ROGER EBERT'S MOVIE HOME COMPANION: 1991 EDITION; by Roger Ebert; Andrews and McMeel; paperback, 745 pages (with index); $12.95.
This annual tome by Roger Ebert (half of TV's "Siskel & Ebert"), compiling his Chicago Sun-Times reviews, is a quick read, and Ebert's writing style is quite conversational, as if you're discussing movies with a well-informed buddy at the local tavern. These reviews are not all new - some have appeared in previous editions - but Ebert adds enough new film appraisals, along with a bevy of extras, so it never seems the book is overpriced. There's Ebert's always amusing "Glossary of Movie Terms" (some credited to other critics), essays on the 20th anniversary of "Woodstock" and blacks in the movies, an already out-of-date argument in favor of replacing the X rating with something else and several new interview pieces. This edition features Ebert's meetings with Woody Allen, Warren Beatty, Spike Lee, John Waters, Morgan Freeman, Matt Dillon and others.
MAKING IT IN SHOW BUSINESS: THE STARS TELL HOW YOU CAN DO IT TOO!; by George Goldberg; Contemporary Books; paperback, 147 pages (with index); $8.95.

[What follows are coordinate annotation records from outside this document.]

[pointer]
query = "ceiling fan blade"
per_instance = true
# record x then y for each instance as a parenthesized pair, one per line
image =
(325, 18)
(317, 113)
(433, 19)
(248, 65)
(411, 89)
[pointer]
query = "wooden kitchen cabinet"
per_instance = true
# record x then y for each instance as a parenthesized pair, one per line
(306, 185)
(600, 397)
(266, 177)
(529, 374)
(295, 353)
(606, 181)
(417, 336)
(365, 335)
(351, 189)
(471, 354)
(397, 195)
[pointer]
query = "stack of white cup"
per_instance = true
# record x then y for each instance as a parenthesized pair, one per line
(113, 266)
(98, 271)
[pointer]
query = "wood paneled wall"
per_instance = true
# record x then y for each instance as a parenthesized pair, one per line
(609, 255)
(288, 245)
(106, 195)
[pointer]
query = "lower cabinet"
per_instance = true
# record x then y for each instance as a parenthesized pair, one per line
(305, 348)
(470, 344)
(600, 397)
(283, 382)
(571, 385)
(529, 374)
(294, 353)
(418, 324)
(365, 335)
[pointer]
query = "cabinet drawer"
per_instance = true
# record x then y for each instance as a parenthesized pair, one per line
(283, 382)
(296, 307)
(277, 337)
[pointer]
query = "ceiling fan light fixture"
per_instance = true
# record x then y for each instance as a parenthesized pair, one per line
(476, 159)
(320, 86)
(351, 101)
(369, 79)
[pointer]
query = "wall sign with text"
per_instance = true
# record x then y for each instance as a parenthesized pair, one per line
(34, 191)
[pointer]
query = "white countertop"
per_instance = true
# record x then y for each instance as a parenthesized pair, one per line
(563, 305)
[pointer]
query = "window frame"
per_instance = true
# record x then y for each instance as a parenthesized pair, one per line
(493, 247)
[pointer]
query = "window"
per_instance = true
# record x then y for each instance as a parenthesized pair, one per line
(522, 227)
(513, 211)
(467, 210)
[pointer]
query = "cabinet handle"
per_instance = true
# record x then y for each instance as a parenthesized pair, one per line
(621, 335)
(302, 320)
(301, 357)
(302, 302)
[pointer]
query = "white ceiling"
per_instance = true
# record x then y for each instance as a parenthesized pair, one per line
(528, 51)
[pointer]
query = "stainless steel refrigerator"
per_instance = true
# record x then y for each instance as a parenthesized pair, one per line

Basically, this is little more than a collection of anecdotes gleaned from celebrity interviews, compiled to meet the subject at hand. George Goldberg publishes a talent-marketing magazine called Faces International, and this book is advice from the stars on how to make it in show biz. Written in question-answer format, some stars' comments are amusing, others mundane. There are sometimes contradictions, as on the importance of studying acting: Carol Burnett says, "It's very important." Melissa Sue Anderson, "You either have it or you don't." Shirley Jones, "I think it's terribly important." Cynthia Rhodes, "I don't think you have to train." Advice comes from Bob Hope, Charlton Heston, Kirk Douglas, Joan Collins, Bill Cosby, Whoopi Goldberg, Tony Danza and many others. The chapters are broken into such subjects as "Advice to Newcomers" and "How Do You Handle Rejection?" and there is a certain emphasis on child and youthful actors. Youngsters who think they want to become performers will probably enjoy this one.